The stories orbiting the play multiply as one moves deeper within the show.  Another gallery is jam-packed with historic artwork and ephemera linked to the play. Be it tenuous (random Noh masks that Starling selected) or more pertinent (exquisitely scripted correspondence between Yeats and Edmund Dulac, the play’s costume and set designer), the objects provide a resonant backdrop for Starling’s work At Twilight: Mind Map (2014–16). The large annotated collage is an explosion of the ideas percolating in Starling’s mind. One gets a sense of how Starling was inspired by images of executed heads resting on tree branches in Francisco Goya’s Disasters of War (1810–20), pine trees in Noh theatre backdrops and the wasteland of burned trees during World War I, all of which are pictured in the collage. The work also reveals the fascinating tangents he traveled down while creating the exhibition such as contemplating the role of the tree in Samuel Beckett’s play Waiting for Godot (1953). He included an image from a staging of the play showing characters Vladimir and Estragon crouched beside a scraggly tree as well as an intricate illustration of a tree from Irish mythology.

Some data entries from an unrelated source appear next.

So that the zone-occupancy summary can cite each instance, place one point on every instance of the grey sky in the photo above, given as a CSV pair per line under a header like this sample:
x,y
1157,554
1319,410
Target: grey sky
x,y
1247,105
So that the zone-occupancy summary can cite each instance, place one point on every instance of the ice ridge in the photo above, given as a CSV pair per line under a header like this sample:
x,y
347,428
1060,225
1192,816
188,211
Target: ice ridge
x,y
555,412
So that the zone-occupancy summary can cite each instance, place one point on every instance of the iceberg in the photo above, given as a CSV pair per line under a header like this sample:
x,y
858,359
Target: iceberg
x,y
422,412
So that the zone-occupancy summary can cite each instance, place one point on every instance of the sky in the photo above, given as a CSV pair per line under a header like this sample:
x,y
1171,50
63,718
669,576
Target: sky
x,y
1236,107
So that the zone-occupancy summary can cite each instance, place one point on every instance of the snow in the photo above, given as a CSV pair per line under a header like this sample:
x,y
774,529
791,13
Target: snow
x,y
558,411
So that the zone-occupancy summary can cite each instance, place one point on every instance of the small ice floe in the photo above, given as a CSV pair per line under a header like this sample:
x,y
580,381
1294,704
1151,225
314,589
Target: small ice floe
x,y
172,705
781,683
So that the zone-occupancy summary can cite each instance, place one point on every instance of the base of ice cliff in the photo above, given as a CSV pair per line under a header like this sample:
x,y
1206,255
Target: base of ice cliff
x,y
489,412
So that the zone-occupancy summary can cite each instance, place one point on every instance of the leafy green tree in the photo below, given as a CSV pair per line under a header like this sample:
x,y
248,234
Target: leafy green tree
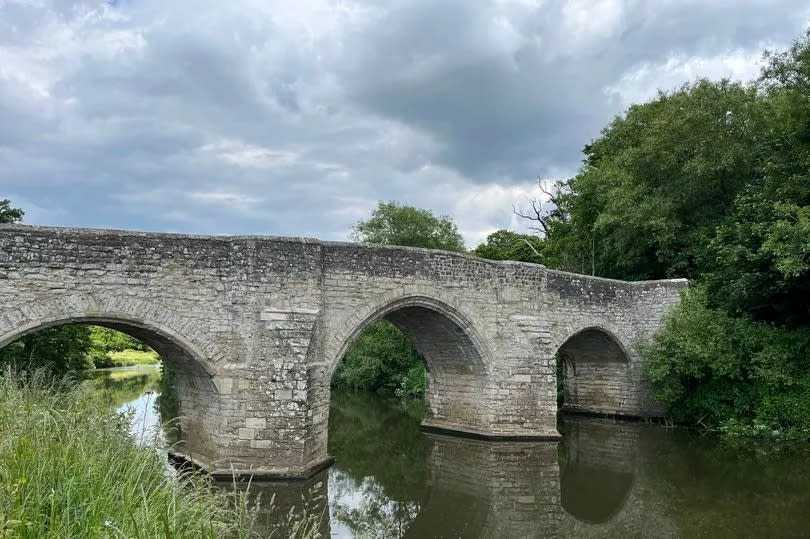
x,y
382,358
61,349
9,214
655,182
507,245
718,370
761,252
395,224
710,182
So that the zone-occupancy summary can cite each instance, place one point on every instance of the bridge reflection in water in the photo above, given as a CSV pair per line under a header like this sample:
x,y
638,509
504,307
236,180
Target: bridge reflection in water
x,y
392,481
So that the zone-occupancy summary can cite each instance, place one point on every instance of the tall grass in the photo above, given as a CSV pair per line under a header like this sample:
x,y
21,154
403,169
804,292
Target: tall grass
x,y
70,468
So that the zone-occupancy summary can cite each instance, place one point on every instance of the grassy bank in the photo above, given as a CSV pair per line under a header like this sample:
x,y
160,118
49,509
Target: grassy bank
x,y
70,468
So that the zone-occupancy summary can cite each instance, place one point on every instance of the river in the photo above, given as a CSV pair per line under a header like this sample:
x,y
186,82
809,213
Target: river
x,y
604,479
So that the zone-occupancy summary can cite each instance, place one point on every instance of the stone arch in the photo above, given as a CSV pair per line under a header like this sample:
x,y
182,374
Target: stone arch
x,y
179,341
151,323
456,355
597,370
408,313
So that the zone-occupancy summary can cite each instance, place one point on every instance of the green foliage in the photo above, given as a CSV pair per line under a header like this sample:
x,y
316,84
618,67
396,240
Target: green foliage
x,y
70,468
718,370
761,260
382,359
60,349
709,182
9,214
507,245
111,348
394,224
655,182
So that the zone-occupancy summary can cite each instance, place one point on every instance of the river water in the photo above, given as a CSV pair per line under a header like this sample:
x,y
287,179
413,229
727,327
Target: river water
x,y
604,479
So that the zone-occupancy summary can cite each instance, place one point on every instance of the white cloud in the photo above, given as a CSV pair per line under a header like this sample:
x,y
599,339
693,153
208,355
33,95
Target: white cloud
x,y
295,118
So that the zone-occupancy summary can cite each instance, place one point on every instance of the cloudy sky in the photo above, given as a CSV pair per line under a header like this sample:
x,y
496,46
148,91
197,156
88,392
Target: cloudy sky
x,y
296,117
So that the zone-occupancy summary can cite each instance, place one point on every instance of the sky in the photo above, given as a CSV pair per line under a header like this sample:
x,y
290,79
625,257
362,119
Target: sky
x,y
296,117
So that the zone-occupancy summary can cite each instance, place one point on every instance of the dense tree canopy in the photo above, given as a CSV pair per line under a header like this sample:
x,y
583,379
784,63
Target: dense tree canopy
x,y
382,358
395,224
709,182
9,214
507,245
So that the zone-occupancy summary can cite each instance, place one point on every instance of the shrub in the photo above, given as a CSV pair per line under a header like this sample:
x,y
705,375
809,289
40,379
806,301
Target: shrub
x,y
717,370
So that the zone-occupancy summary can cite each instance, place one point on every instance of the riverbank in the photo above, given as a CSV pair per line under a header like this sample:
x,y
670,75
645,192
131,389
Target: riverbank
x,y
71,468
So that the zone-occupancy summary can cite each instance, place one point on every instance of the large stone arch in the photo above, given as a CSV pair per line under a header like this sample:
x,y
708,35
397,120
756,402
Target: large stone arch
x,y
598,369
456,355
183,349
475,348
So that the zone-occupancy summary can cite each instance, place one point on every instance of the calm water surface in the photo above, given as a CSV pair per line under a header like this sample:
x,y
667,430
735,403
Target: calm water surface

Yet by the time you reach the final work, a documentary on Starling’s Glasgow production, you need space to breathe. At this point it’s hard to absorb any more. The final work feels slightly superfluous as Starling himself says on screen: “Knowing too much can stifle creativity.” His success in this exhibition lies in leaving questions unanswered. Throughout the show it is as if Starling is reweaving a spider web using gossamer threads to reconstruct a story. It is only by leaving strands loose, that he creates space for viewers to piece together the past themselves, leaving them free to imagine their own version of an avant-garde moment that has long been mythologized in history.

SIMON STARLING, At Twilight: Mind Map (2014–16).

“Simon Starling: At Twilight (After W. B. Yeats’ Noh Reincarnation)” is currently on view at Japan Society Gallery, New York, until January 15, 2017.